Se detuvo en el exterior del Satsuma-za, un recinto grande al aire libre formado por paredes de madera erigidas en torno a un patio. Sobre la entrada, cinco flechas emplumadas -símbolo del teatro de marionetas- atravesaban una reja de la que pendían unas cortinas de color añil con el emblema del establecimiento. Las obras representadas se anunciaban en unas banderas verticales. Un criado sentado sobre una plataforma cobraba las entradas, mientras que otro vigilaba el acceso, una angosta hendidura horizontal en la pared que impedía que la concurrencia entrara sin pagar. Hirata decidió que no iba a dejar que la dama Ichiteru lo alterase como lo había hecho la madre del sogún. El envenenamiento -un crimen indirecto, retorcido- era el clásico método de las mujeres asesinas, y eso convertía a Ichiteru en la principal sospechosa del crimen.
– Una, por favor -le dijo al criado, y le tendió el dinero. Agachó la cabeza para pasar por la puerta y se encontró en el acceso al teatro. Había llegado en uno de los intermedios que jalonaban la serie de representaciones que ocupaban el día entero, y el espacio estaba atestado de parroquianos que compraban en los puestos de comida té, sake, pasteles de arroz, frutas y pepitas asadas de melón. Hirata dejó sus zapatos junto con otros muchos y se abrió paso entre la multitud, preguntándose cómo iba a dar con la dama Ichiteru, a la que no conocía.
– ¿Hirata-san?
Se volvió hacia el sonido de una voz femenina que lo llamaba por su nombre. Delante de él había una joven dama varios años menor que él. Ataviada con un quimono de seda rojo brillante con un estampado de parasoles azules y dorados, tenía una negra y lustrosa melena que le llegaba hasta los hombros, mejillas redondas y ojos brillantes y alegres. Hizo una reverencia y dijo:
– Soy Niu Midori. -Tenía la voz aguda, cantarina, infantil-. Sólo quería presentarle mis respetos a vuestro señor. -Una sonrisa curvó sus generosos labios encarnados y alumbró unos hoyuelos en sus mejillas-. En una ocasión me hizo un gran favor, y le estoy sinceramente agradecida.

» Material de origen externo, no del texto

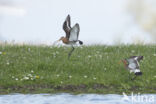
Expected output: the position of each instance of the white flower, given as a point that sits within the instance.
(94, 78)
(132, 51)
(8, 63)
(32, 78)
(70, 76)
(29, 75)
(85, 76)
(26, 78)
(29, 49)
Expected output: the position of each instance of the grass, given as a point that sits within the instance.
(91, 69)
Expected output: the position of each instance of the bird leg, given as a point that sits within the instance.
(71, 52)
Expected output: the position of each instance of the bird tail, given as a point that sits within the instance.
(80, 42)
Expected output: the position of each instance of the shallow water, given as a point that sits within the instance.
(65, 98)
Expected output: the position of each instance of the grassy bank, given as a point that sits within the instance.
(91, 69)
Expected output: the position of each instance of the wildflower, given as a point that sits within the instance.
(29, 49)
(100, 56)
(32, 71)
(132, 51)
(32, 78)
(37, 77)
(85, 76)
(26, 78)
(70, 76)
(29, 75)
(94, 78)
(8, 63)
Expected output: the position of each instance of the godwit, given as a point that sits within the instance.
(72, 34)
(132, 64)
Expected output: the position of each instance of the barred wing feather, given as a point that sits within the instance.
(74, 33)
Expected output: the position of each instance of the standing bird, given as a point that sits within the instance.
(132, 64)
(72, 34)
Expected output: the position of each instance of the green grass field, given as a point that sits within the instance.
(91, 69)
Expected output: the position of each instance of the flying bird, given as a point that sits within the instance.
(72, 34)
(132, 64)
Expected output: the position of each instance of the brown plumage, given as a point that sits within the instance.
(72, 34)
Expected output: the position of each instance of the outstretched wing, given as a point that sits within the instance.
(66, 26)
(74, 33)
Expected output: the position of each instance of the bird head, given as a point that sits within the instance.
(124, 62)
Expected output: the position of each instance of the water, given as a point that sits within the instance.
(65, 98)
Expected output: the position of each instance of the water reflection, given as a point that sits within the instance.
(65, 98)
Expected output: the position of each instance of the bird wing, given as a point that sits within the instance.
(67, 27)
(74, 33)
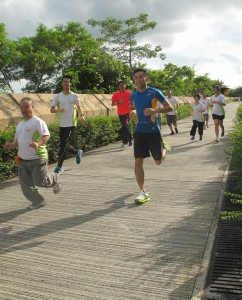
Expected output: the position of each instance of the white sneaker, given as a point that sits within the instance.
(57, 188)
(124, 145)
(36, 206)
(142, 197)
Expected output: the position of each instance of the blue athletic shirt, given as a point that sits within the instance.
(148, 98)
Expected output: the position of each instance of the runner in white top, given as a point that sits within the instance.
(171, 115)
(31, 137)
(218, 102)
(205, 100)
(66, 104)
(198, 109)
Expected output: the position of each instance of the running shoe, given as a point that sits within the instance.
(167, 146)
(124, 145)
(142, 197)
(57, 188)
(36, 206)
(79, 156)
(58, 170)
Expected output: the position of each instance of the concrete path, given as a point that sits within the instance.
(92, 242)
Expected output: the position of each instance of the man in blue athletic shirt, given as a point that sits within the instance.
(147, 137)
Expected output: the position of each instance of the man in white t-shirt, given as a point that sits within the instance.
(205, 100)
(171, 116)
(218, 102)
(31, 137)
(66, 104)
(198, 110)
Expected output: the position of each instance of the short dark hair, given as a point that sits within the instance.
(197, 95)
(67, 76)
(140, 70)
(216, 86)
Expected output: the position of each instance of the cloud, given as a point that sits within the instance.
(203, 31)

– Sí, lo sé… Me lo contó. -Hirata le devolvió la sonrisa, cautivado por sus modales nada afectados, lo que no había esperado en una mujer de la condición social de Midori. Su padre era un «señor externo», un daimio cuyo clan había sido derrotado en la batalla de Sekigahara, y más tarde había jurado lealtad a la facción victoriosa de los Tokugawa. Los Niu, aunque despojados de su feudo ancestral y trasladados a la remota Kyushu, seguían siendo una de las familias más acaudaladas y poderosas de Japón. Pero Midori parecía tan sencilla como las chicas con las que Hirata se había relacionado. Sintiéndose de repente alegre e importante, hizo una reverencia y añadió-: Es un placer conoceros.